Just because some parts are wrong, it doesn’t mean it’s all wrong. And just because some parts are right, it doesn’t mean it’s all right.

We stymie our own growth and give our power away to others by refusing to think critically about everything.

You might say, I’m a researcher for the truth, and I use the word ‘truth’ very loosely here because the more I look, the more I see that there are no hard and fast rules, but there are come consistent universal laws that seem to apply to everything.

When I write about something, I write about my own observations and experiences. I’ve always done this, though I have been just as guilty of being dogmatic about a particular belief system, even if there were some blatant inconsistencies there.

Now, I know this type of talk might seem weird or even hypocritical coming from me, as I have written about belief systems, astral levels, alternative time-lines and many other unprovable subjects.

However, I do try and come from a place of observation and research and try to find other alternative explanations.

Next: Adapting to new evidence. 

6 thoughts on “Paranormal series: Science or fiction or just the facts, ma’am.

  1. You have a highly intellectual and scientific mind, so it is only natural that you look for explanation and evidence to support claims. I think we all have our own set of “inner truths” and those look different for everyone. I choose to honor those that make sense to me or a lot of things “I just know” to be true. I don’t know how I know these things, or how they got there, but I do not need any “proof” because they are truths unique to my being. I don’t judge others for their beliefs but some of the stuff I read I am like, “You have got to be kidding me! What are you smoking?!?!” It is not my place to tell someone whether their experiences are real or not because to them, they may be very real. I know people think I am probably smoking something when I relay some of my para experiences 🙂


    1. As it goes, so many things happen in my life that it would be too easy to turn everything into a paranormal event. I need to be objective, especially in the retelling of events. For instance, if a light blows while you’re doing something paranormal related, is it connected? If it’s the kind of light that blows regularly, then that needs to be noted. If it only occurs during the event, but not before or after, then you have a stronger case. Too many people take things in isolation and ignore or don’t mention other facts to strengthen their case.


      1. I think you were meant to be a scientist! 😉 Who are you trying to prove things to? Skeptics or are you doubting yourself? I agree that the more so called evidence you have the more apt people will be to believe your story. In the end though, it is not about how many people believed you and your experiences but how you embraced your gift and used it to help others, and those others may very well be your worst skeptics.
        Does this tie into your feelings of being “good enough” to charge people? Do you feel like you have to “prove” yourself so others will see value in your services? Your services will speak for themselves and those clients will refer you and validate you and so on. Let people believe and take what they may, you do not need to prove anything to anyone. Just my opinion, which I openly express BTW 😉


        1. Excellent questions and what I’m working to do is bridge that gap between science and scepticism. I honestly do believe there are things that can be demonstrated that are currently in the realm of pseudo science, and I would like my legacy to be something that helped people understand what they are experiencing, and why.

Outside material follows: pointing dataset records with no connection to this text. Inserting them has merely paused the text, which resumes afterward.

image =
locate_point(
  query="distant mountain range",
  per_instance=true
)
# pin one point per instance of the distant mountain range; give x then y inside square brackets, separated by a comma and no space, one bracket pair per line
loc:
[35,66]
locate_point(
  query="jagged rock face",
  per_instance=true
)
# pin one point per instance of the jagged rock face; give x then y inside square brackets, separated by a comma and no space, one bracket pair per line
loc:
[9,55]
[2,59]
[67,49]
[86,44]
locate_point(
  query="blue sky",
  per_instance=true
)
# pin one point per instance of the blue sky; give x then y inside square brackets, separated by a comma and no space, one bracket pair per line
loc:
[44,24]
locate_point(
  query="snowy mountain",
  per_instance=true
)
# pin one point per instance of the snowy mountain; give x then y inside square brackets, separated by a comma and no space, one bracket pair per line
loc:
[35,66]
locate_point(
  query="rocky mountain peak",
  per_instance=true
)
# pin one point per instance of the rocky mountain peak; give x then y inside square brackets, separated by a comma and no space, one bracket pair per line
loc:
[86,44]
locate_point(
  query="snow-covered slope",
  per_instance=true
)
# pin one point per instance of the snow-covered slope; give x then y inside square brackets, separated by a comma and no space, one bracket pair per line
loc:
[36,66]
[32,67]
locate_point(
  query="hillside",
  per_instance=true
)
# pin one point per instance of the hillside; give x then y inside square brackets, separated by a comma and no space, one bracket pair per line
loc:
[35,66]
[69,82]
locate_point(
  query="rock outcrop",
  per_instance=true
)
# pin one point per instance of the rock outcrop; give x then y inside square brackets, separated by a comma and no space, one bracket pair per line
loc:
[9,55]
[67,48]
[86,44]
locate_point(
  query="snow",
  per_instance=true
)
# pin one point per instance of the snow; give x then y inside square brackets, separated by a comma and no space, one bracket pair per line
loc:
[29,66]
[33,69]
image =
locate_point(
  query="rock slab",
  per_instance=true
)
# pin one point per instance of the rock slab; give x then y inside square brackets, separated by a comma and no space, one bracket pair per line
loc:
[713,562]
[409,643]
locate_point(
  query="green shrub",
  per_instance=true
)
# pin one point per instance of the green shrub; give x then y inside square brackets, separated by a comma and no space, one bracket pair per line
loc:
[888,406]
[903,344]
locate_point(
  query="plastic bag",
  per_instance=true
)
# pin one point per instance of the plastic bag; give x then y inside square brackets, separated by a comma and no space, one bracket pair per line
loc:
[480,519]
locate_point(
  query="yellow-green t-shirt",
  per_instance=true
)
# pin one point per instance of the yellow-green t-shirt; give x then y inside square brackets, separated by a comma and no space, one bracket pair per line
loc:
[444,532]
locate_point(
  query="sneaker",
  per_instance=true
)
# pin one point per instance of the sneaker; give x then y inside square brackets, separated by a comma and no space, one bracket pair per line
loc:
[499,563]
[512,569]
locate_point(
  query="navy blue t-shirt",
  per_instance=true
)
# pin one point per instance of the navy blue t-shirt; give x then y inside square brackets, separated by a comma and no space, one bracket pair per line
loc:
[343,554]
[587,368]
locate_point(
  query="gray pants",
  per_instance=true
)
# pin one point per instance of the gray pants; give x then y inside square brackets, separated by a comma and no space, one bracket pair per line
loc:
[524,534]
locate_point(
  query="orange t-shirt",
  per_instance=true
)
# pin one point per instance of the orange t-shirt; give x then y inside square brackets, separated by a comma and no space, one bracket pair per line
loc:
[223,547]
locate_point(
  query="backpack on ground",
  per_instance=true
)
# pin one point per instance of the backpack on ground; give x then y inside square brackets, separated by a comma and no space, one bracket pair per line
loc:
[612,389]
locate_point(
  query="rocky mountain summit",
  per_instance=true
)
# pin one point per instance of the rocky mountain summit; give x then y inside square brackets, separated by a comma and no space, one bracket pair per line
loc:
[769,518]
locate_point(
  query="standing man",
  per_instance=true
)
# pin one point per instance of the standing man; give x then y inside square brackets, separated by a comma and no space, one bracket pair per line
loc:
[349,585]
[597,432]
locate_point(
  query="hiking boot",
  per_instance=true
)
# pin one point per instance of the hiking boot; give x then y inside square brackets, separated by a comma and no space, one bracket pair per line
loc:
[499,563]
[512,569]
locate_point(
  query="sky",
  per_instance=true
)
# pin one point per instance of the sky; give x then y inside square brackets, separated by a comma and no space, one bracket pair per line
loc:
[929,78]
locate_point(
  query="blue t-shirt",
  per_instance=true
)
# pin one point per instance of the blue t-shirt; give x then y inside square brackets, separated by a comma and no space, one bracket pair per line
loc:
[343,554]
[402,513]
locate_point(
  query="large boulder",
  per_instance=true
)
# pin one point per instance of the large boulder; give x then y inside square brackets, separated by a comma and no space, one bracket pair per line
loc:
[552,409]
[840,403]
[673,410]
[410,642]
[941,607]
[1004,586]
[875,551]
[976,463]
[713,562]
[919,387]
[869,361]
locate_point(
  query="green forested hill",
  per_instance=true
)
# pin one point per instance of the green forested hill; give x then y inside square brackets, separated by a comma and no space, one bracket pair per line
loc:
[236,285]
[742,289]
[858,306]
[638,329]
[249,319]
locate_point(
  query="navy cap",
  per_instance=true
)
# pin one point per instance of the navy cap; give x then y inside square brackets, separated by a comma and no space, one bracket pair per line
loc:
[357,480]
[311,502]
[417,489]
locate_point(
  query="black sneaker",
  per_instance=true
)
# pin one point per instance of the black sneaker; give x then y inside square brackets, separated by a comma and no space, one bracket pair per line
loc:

          I believe it all can be explained, and I believe it all can be verified. We may not have the right tools yet, but until we start focusing in that direction without bias, we won’t.

          Science is fascinating because it actually does give hints as to what is happening. However, it’s also too easy to become too clinical, and dismiss anything that can’t be proven yet.


          1. Well thank goodness for people like you that could possibly help bridge that gap because it is very much needed. Science was never my strong area, too much math and calculations!!!